The vast majority of NLP tools are developed in English, and even when they gain support for other languages, they often lag behind English with respect to robustness, accuracy, and efficiency, the coauthors assert. In the case of BERT, a state-of-the-art pretraining technique for natural language processing, developers released an English model and subsequently Chinese and multilingual models. But the single-language models retain performance advantages over the multilingual models, with both English and Chinese monolingual models performing 3% better than the combined English-Chinese model. Moreover, when smaller BERT models for teams with restricted computational resources were released, all 24 were in English.

Lack of representation at each stage of the pipeline adds to a lack of representation in later stages, the researchers say. As something of a case in point, the multilingual BERT model was trained on the top 100 languages with the largest Wikipedia article databases, but there are substantial differences in the size and quality of the databases when adjusting for the number of speakers. They vary not only by the file size of the corpora and the total number of pages, but along dimensions including the percentage of stubs without content, number of edits, number of admins working in that language, total number of users, and total number of active users.

For example, there are approximately:

1.12 million Wikipedia articles in Chinese for a total of 0.94 articles per 1,000 speakers, given the estimated 1.19 billion Chinese speakers worldwide.
6.1 million articles in English, or 12.08 articles per 1,000 speakers (given 505 million speakers worldwide)
1.6 million in Spanish, or 3.42 articles per 1,000 speakers (given 470 million speakers worldwide)
1.04 million articles in Arabic, or 3.33 articles per 1,000 speakers (given 315 million speakers worldwide)
2.22 million articles in French, or 29.70 articles per 1,000 speakers (given 75 million speakers worldwide)
732,106 articles in Farsi, or 10.17 articles per 1,000 speakers (given 72 million speakers worldwide)
155,298 articles in Urdu, or 2.43 articles per 1,000 speakers (given 64 million speakers worldwide)
1,393 articles in Wolof, or 0.14 articles per 1,000 speakers (given 10 million speakers worldwide)

The databases are even less representative than they might appear because not all speakers of a language have access to Wikipedia. In the case of Chinese, it's banned by the Chinese government, so Chinese articles in Wikipedia are more likely to have been contributed by the 40 million Chinese speakers in Taiwan, Hong Kong, Singapore, and overseas.
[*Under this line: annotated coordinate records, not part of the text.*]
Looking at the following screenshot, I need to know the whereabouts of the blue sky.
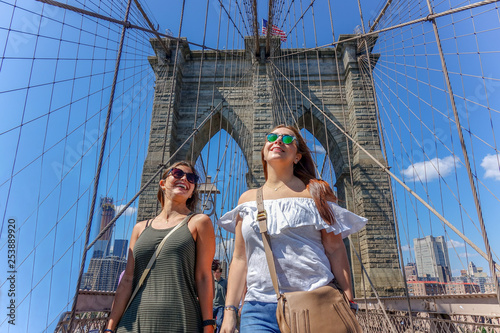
[0,0,500,332]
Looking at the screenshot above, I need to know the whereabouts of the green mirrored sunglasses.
[266,133,297,145]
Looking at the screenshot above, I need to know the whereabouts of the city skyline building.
[92,197,115,258]
[80,197,128,291]
[413,235,451,282]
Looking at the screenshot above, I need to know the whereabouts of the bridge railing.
[55,291,500,333]
[357,294,500,333]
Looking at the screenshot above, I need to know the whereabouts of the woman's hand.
[203,325,215,333]
[220,310,238,333]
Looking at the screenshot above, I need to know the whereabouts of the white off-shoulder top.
[217,197,368,302]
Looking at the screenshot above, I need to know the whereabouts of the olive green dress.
[116,218,203,333]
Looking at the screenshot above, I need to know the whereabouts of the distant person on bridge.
[104,161,215,333]
[212,259,227,333]
[218,125,367,333]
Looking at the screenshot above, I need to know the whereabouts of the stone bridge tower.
[138,35,403,297]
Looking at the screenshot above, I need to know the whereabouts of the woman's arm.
[194,214,215,333]
[321,229,353,300]
[106,221,146,331]
[221,216,247,333]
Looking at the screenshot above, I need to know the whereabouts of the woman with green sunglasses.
[218,125,367,333]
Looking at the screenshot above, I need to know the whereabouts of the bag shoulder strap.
[257,187,280,299]
[123,213,196,313]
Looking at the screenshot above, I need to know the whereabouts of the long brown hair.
[156,161,199,211]
[260,125,336,224]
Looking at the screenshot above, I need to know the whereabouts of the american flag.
[262,19,286,42]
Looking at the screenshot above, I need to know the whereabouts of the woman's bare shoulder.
[238,189,257,205]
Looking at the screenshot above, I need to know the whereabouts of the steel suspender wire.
[69,0,131,329]
[271,62,500,270]
[358,0,415,332]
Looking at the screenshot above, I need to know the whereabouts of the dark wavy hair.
[156,161,200,211]
[260,125,336,224]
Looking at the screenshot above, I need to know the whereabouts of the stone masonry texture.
[138,35,403,297]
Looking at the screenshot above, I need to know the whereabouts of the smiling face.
[262,127,302,165]
[261,125,316,185]
[158,162,198,211]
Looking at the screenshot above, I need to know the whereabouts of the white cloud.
[115,205,137,216]
[446,239,465,248]
[481,155,500,180]
[401,156,460,181]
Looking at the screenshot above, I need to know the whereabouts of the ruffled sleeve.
[217,198,368,238]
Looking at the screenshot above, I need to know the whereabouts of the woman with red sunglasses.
[218,125,367,333]
[104,161,215,333]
Technical hurdles also tend to be higher for some languages than others, the researchers found. For instance, a script they used to download the Chinese, English, Spanish, Arabic, French, and Farsi corpora from Wikipedia experienced a 0.13% error rate for Farsi and a 0.02% error rate for Chinese but no errors across 5 million English articles. And for the Urdu and Wolof corpora, the script wasn't compatible because it lacked support for their formats.

Beyond Wikipedia, researchers experienced issues assembling ebooks in each language, which are often used to train NLP models. For Arabic and Urdu, many titles were available as scanned images rather than text format, requiring processing by optical character recognition tools that ranged in accuracy from 70% to 98%. With Chinese ebooks, the optical character tool the researchers used incorrectly added spaces to each new line. And because the Wolof language doesn't have a written character set, the team was forced to rely on English, French, and Arabic transcriptions that might have taken stylistic liberties.

"Despite huge and admirable investments in multilingual support in projects like Wikipedia and BERT we are still making NLP-guided decisions that systematically and dramatically underrepresent the voices of much of the world," the researchers wrote. "We document how lack of representation in the early stages of the NLP pipeline (e.g. representation in Wikipedia) is further magnified throughout the NLP-tool chain, culminating in reliance on easy-to-use pre-trained models that effectively prevents all but the most highly resourced teams from including diverse voices. We highlight the difficulties that speakers of many languages still face in having their thoughts and expressions fully included in the NLP-derived conclusions that are being used to direct the future for all of us."